I heard this news blurb recently on the radio, and found it again online by accident recently.
According to the latest research, women are brighter than men.
For the first time in IQ testing, psychologists have found that female scores have risen above those of men.
http://www.dailymail.co.uk/news/article-2173808/Women-overtake-men-IQ-tests-time-100-years-multitasking.html
What is really bizarre about this piece of news is that IQ tests are designed so that male and female IQ scores come out to be equal.
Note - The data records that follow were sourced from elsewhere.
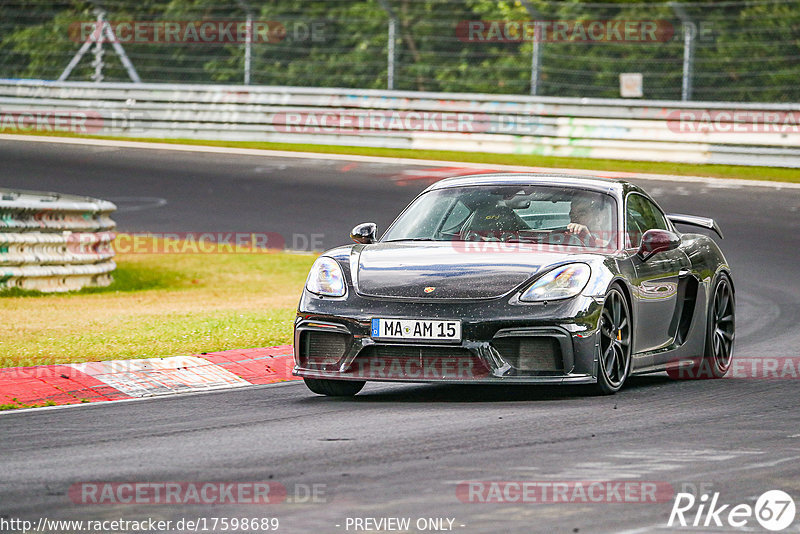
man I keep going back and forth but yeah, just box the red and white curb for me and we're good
[0,346,299,410]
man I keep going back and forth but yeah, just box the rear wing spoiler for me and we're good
[667,214,724,239]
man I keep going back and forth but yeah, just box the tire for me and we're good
[703,273,735,377]
[686,273,736,379]
[594,286,632,395]
[303,377,365,397]
[670,273,734,380]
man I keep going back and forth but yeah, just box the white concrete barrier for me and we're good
[1,80,798,167]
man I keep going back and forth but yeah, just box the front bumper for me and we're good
[292,292,603,385]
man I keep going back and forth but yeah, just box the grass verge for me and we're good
[0,400,57,411]
[0,247,316,368]
[7,131,800,183]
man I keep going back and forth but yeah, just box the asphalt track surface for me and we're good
[2,139,800,533]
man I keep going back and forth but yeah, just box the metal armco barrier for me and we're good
[0,189,116,292]
[1,80,799,167]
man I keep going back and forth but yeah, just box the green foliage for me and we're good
[0,0,798,101]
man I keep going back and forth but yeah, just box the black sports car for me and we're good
[293,173,734,395]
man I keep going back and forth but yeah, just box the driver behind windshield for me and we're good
[566,194,612,247]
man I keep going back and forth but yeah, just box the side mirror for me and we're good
[637,229,681,261]
[351,222,377,244]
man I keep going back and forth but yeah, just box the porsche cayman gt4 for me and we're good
[293,173,734,396]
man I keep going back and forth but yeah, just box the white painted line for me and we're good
[2,133,799,190]
[0,380,302,416]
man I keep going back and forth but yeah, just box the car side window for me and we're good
[626,194,669,247]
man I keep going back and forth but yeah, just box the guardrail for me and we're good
[1,80,799,167]
[0,189,116,292]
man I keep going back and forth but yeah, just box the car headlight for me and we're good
[306,257,346,297]
[520,263,591,302]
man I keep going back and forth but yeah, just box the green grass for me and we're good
[0,247,316,368]
[0,400,56,411]
[9,130,800,183]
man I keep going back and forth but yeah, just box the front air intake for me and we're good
[299,330,350,368]
[491,337,564,373]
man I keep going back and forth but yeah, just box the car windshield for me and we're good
[382,184,618,249]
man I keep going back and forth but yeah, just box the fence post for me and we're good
[236,0,254,85]
[91,10,105,83]
[244,13,253,85]
[377,0,398,90]
[521,0,542,96]
[671,3,695,101]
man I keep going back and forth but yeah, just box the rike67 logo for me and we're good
[668,490,796,531]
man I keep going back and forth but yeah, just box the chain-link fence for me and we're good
[1,0,798,102]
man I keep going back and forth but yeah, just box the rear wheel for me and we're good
[594,286,632,395]
[706,274,735,376]
[303,377,365,397]
[671,273,734,379]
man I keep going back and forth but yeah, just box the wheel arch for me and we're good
[608,277,634,320]
[705,267,734,317]
[608,276,635,360]
[718,267,735,294]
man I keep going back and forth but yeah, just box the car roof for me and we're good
[425,173,631,196]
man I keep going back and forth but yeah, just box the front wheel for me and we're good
[594,286,632,395]
[303,377,365,397]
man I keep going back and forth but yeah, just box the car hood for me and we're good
[354,242,578,300]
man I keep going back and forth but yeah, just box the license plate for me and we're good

I came across that factoid by chance while purusing a book on brain/AI/intelligence recently…
It is interesting to note that the procedure for selecting questions for this test was that the questions had to satisfy preconceived notions of what results the test should produce. This is standard practice in all intelligence test construction. For example, questions that yield systematically higher scores for either boys or girls are eliminated. By use of question selection and scoring procedures, the test was constructed so that for the white American population, biased somewhat toward urban and above-average socioeconomic level persons, the scores would have a normal distribution with an average score of 100, and a standard deviation of 16.
(“Intelligence: The Eye, the Brain, and the Computer”, Martin A. Fischler & Oscar Firschein, 1987, page 10)
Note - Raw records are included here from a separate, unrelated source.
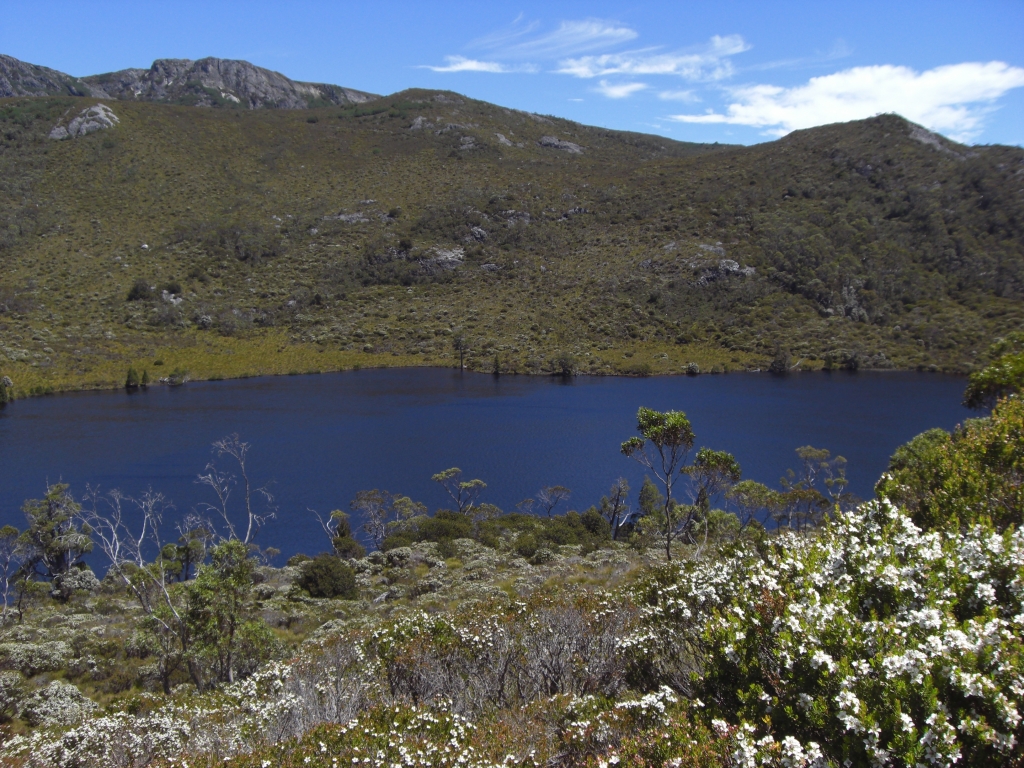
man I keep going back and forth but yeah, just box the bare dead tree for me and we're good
[196,433,276,544]
[600,478,631,539]
[350,491,425,551]
[0,525,25,624]
[80,487,199,693]
[515,498,536,515]
[536,485,571,517]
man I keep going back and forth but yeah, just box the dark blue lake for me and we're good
[0,369,970,560]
...and Wikipedia confirms this…
Most IQ tests are constructed so that there are no overall score differences between females and males.
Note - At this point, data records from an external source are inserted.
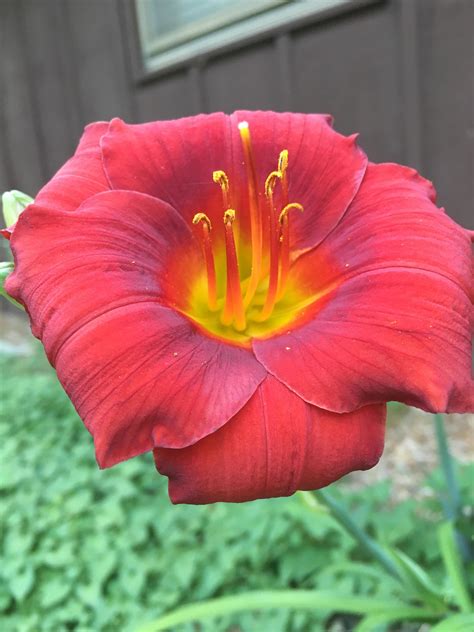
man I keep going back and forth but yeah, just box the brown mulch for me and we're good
[346,406,473,501]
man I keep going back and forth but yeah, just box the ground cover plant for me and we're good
[1,344,472,631]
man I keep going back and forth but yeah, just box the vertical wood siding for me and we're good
[0,0,472,227]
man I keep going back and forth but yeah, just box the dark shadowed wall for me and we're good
[0,0,472,227]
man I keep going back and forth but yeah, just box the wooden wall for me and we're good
[0,0,472,228]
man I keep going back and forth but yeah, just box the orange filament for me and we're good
[192,213,218,311]
[257,170,282,320]
[222,210,246,331]
[238,121,263,307]
[278,203,304,299]
[190,124,303,335]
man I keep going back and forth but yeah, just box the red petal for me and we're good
[7,190,266,465]
[230,110,368,251]
[101,112,367,250]
[254,164,473,413]
[7,190,201,350]
[154,376,386,504]
[101,114,233,236]
[57,303,265,467]
[294,163,471,295]
[33,122,110,213]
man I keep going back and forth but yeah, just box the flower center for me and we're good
[186,122,308,345]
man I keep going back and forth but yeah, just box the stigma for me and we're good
[192,122,303,333]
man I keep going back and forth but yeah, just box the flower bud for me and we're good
[0,261,22,309]
[2,190,33,228]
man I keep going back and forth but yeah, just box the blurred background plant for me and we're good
[0,332,472,632]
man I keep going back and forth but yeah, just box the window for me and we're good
[137,0,289,57]
[135,0,355,75]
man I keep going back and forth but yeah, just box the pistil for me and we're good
[222,210,246,331]
[238,122,263,308]
[192,213,217,311]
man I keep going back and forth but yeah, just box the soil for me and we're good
[347,405,473,502]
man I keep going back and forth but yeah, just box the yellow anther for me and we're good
[213,170,229,192]
[265,170,282,198]
[213,170,230,209]
[278,149,289,175]
[192,212,212,230]
[279,203,303,224]
[224,209,236,223]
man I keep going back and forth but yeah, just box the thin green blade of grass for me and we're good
[135,590,438,632]
[438,521,472,614]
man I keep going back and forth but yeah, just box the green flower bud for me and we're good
[0,261,22,309]
[2,190,33,228]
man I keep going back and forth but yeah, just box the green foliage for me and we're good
[437,522,472,613]
[1,347,473,631]
[430,613,474,631]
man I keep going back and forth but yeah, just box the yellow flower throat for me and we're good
[187,121,305,345]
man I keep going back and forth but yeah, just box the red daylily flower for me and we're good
[4,111,473,504]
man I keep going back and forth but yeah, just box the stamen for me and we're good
[278,203,304,299]
[258,171,282,321]
[222,209,246,331]
[193,140,300,334]
[278,150,289,205]
[264,170,282,198]
[238,121,262,308]
[278,202,303,225]
[213,170,230,209]
[192,212,217,311]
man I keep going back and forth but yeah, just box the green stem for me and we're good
[312,489,401,581]
[433,414,461,520]
[433,414,470,562]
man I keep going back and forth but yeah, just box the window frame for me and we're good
[137,0,289,61]
[125,0,384,83]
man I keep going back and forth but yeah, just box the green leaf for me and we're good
[9,566,34,601]
[134,590,435,632]
[321,561,395,583]
[2,190,33,227]
[438,521,472,613]
[76,583,102,608]
[0,261,23,309]
[385,547,446,610]
[354,606,443,632]
[296,490,328,514]
[430,613,474,631]
[40,579,71,608]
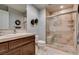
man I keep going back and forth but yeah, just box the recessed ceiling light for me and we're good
[60,5,64,9]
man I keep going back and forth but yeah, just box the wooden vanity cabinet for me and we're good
[21,41,35,55]
[5,47,21,55]
[0,42,8,55]
[8,39,23,50]
[0,35,35,55]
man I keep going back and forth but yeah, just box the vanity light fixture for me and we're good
[60,5,64,9]
[35,18,38,24]
[31,19,35,25]
[31,18,38,26]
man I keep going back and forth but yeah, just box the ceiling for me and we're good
[33,4,48,10]
[33,4,73,12]
[5,4,26,13]
[4,4,73,13]
[46,4,73,13]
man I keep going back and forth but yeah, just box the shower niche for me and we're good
[46,4,77,54]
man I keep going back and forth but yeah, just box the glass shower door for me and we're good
[46,16,59,44]
[46,12,76,54]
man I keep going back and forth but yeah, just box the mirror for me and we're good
[0,4,27,35]
[0,5,9,29]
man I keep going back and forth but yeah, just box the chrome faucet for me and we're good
[14,29,16,34]
[0,31,2,36]
[13,27,16,34]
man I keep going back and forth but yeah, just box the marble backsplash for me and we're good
[0,29,27,36]
[0,29,14,35]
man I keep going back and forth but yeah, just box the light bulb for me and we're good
[60,5,64,9]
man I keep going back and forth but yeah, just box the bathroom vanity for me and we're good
[0,33,35,55]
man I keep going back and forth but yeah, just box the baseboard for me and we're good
[38,40,45,44]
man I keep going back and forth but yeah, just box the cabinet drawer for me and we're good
[22,36,35,44]
[0,42,8,54]
[5,47,21,55]
[9,36,35,49]
[9,39,23,49]
[22,41,35,55]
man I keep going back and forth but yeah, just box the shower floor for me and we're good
[35,41,76,55]
[47,42,76,54]
[35,43,70,55]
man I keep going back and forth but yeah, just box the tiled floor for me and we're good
[47,43,75,54]
[36,43,73,55]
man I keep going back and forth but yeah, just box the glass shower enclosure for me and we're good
[46,11,77,54]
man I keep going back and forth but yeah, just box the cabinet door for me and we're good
[5,47,21,55]
[9,39,23,49]
[0,42,8,54]
[22,41,35,55]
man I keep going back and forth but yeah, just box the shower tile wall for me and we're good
[46,12,75,46]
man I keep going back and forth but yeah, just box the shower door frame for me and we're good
[46,10,78,53]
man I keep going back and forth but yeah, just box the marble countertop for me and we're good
[0,33,35,43]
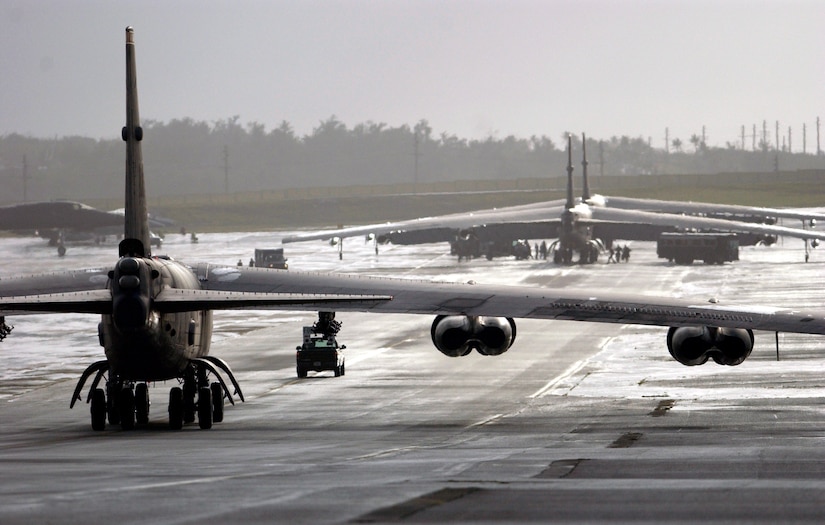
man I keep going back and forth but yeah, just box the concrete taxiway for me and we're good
[2,232,825,523]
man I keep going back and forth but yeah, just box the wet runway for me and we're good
[2,231,825,523]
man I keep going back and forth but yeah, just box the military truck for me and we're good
[254,248,288,269]
[657,232,739,265]
[296,326,346,378]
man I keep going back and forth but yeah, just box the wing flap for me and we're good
[153,288,392,313]
[0,289,113,315]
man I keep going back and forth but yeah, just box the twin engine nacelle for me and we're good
[667,326,754,366]
[431,315,516,357]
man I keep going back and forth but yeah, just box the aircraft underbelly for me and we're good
[101,311,210,381]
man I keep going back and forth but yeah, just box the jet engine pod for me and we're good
[667,326,754,366]
[430,315,516,357]
[708,327,754,365]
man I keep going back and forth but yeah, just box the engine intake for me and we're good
[430,315,516,357]
[667,326,754,366]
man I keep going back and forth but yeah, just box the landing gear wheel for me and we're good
[183,382,196,423]
[198,386,213,430]
[91,388,106,431]
[168,387,183,430]
[135,383,150,425]
[107,382,120,425]
[210,382,224,423]
[119,387,136,430]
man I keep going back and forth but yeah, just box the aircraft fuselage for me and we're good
[100,256,212,380]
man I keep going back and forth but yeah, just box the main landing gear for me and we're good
[71,357,244,431]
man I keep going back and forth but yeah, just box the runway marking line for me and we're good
[467,413,504,428]
[528,359,590,399]
[528,337,614,399]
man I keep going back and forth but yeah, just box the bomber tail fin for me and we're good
[565,135,575,210]
[121,26,150,257]
[581,133,591,202]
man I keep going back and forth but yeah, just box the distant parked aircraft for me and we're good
[283,136,825,263]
http://en.wikipedia.org/wiki/Sex_and_psychology
So why is this even news? They structure IQ tests so that males and females come out the same, then when that equality varies by a few points, they report that one sex is brighter than another! Even if one asserts that one sex’s average IQ is changing in recent years, on an absolute scale that particular sex’s IQ might be offset by a much farther amount than a few points. That possibility isn’t even considered in the discussion in that news article. Either the reporter is unaware of IQ test structuring, or there is some other issue involved that wasn’t mentioned, or else somebody has some strange agenda to promote some point of view.
Of more interest to me, though still a minor issue, is that Fischler & Fischler’s book mentions that IQ has a standard deviation of 16, which conflicts with Wikipedia’s statement that that standard deviation is 15:
When modern IQ tests are devised, the mean (average) score within an age group is set to 100 and the standard deviation (SD) almost always to 15, although this was not always so historically.
http://en.wikipedia.org/wiki/Intelligence_quotient
Maybe in 1987 the standard was different. The only reason I even noticed the discrepency is lately I’ve been working so extensively with the statistics of testing as related to IQ tests, as I’ve reported in an earlier post. Another explanation, more likely: I merely typed it wrong. I’ll check on that within a week when I get back to the library.